I only bring out my really poor MSPaints when it's a special occasion.
It appears that the NFL lockout officially ends today. Hallelujah. The details of the agreement can be found anywhere, but I'm just going to touch on the points that I find most relevant:
-The salary cap will be set at $120.4 million, with a floor of at least 90% of that, meaning at least 108 million, which leaves the Bears with one of the highest amounts of cap space in the league. They should have all of the room they need to re-sign their key free agents (Kreuts, Pisa or Roach, and perhaps Anthony Adams and Danieal Manning) and to acquire at least one starting-caliber offensive lineman and depth at wide receiver. Fortunately the raised floor will force them to spend a significant chunk, so the usual McCaskey thrift won't be too much of an issue.
-According to the latest report from Adam Schefter, teams will begin negotiating with their own free agents and undrafted free agents either today or tomorrow, with true free agency beginning in the next couple days.
-Facilities will be open to players, with camps starting Wednesday or soon thereafter.
- Rookie wages will be capped, and all drafted rookies will sign four year deals (undrafted rookies will sign three-year deals) with teams having a fifth-year option for 1st round picks. The figure I'm hearing for Cam Newton is 4 years, $22 million, waaaaay down from Sam Bradford's 6 year, $78 million deal, so you can use your imagine to guess how much lower salaries will be for all of the other rookies as well.

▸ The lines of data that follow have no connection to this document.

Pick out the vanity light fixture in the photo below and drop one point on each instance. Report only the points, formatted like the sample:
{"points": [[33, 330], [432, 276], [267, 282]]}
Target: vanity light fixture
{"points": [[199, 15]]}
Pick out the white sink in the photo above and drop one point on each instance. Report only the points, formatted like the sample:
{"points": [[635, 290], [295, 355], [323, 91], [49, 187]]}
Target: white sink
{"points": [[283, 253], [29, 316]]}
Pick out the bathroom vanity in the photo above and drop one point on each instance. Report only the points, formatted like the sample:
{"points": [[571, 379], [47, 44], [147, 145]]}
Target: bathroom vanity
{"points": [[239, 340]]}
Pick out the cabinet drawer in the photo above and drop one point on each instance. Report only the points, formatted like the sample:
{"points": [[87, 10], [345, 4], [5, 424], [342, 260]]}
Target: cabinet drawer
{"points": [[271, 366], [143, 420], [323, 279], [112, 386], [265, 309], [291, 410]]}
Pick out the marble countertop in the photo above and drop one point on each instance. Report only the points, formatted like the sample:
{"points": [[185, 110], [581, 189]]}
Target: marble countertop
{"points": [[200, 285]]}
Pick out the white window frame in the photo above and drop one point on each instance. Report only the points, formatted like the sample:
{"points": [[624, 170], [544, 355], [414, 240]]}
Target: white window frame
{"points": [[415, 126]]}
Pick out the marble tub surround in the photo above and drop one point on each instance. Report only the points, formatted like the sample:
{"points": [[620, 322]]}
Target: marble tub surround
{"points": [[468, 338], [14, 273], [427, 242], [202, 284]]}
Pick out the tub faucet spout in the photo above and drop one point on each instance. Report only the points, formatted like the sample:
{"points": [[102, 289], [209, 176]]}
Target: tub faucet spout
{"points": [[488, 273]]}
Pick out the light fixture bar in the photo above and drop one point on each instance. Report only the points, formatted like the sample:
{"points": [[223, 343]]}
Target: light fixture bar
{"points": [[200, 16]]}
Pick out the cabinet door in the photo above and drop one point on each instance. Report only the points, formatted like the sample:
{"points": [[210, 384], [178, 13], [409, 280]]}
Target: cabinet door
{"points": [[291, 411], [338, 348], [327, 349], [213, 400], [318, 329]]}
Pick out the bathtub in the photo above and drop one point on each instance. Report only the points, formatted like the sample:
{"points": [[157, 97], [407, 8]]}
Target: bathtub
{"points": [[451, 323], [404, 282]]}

Those are the main points I'm most concerned with, as they directly affect the Bears at the moment. Given all of those points I'd expect a few thing:
-Olin Kreutz will undoubtedly be the first player the team re-signs, although I'm afraid they'll have to overpay him. Hopefully they overpay him in cash, rather than in years, because I'd rather use up some of that abundant cap space this year than be saddled with him 2-3 years down the road or forced to take a huge cap hit for releasing him.
-I think the team is more likely to re-sign Pisa Tinoisamoa than Nick Roach, Pisa will probably sign his third straight one-year deal, while Roach leaves. Roach is a nice player, but he's young and I don't think the Bears think highly enough of him to give him a multi-year deal and commit to him as a starter, especially since they just drafted JT Thomas.
-The Bears' negotiator, Cliff Stein, is generally one of the best in the business at signing draft picks quickly, and I would expect no delays whatsoever in getting Carimi, Paea, & Co. under contract, especially since the new wage scale for rookies will make it easy for the team to simply point to a number and a dotted line.
-Get a goddamn guard, Jerry,
That should do it for now, I think. I can also say that I'm glad the HOF game was cancelled, since additional preseason games are stupid.
Football's on the way, folks. We're saved.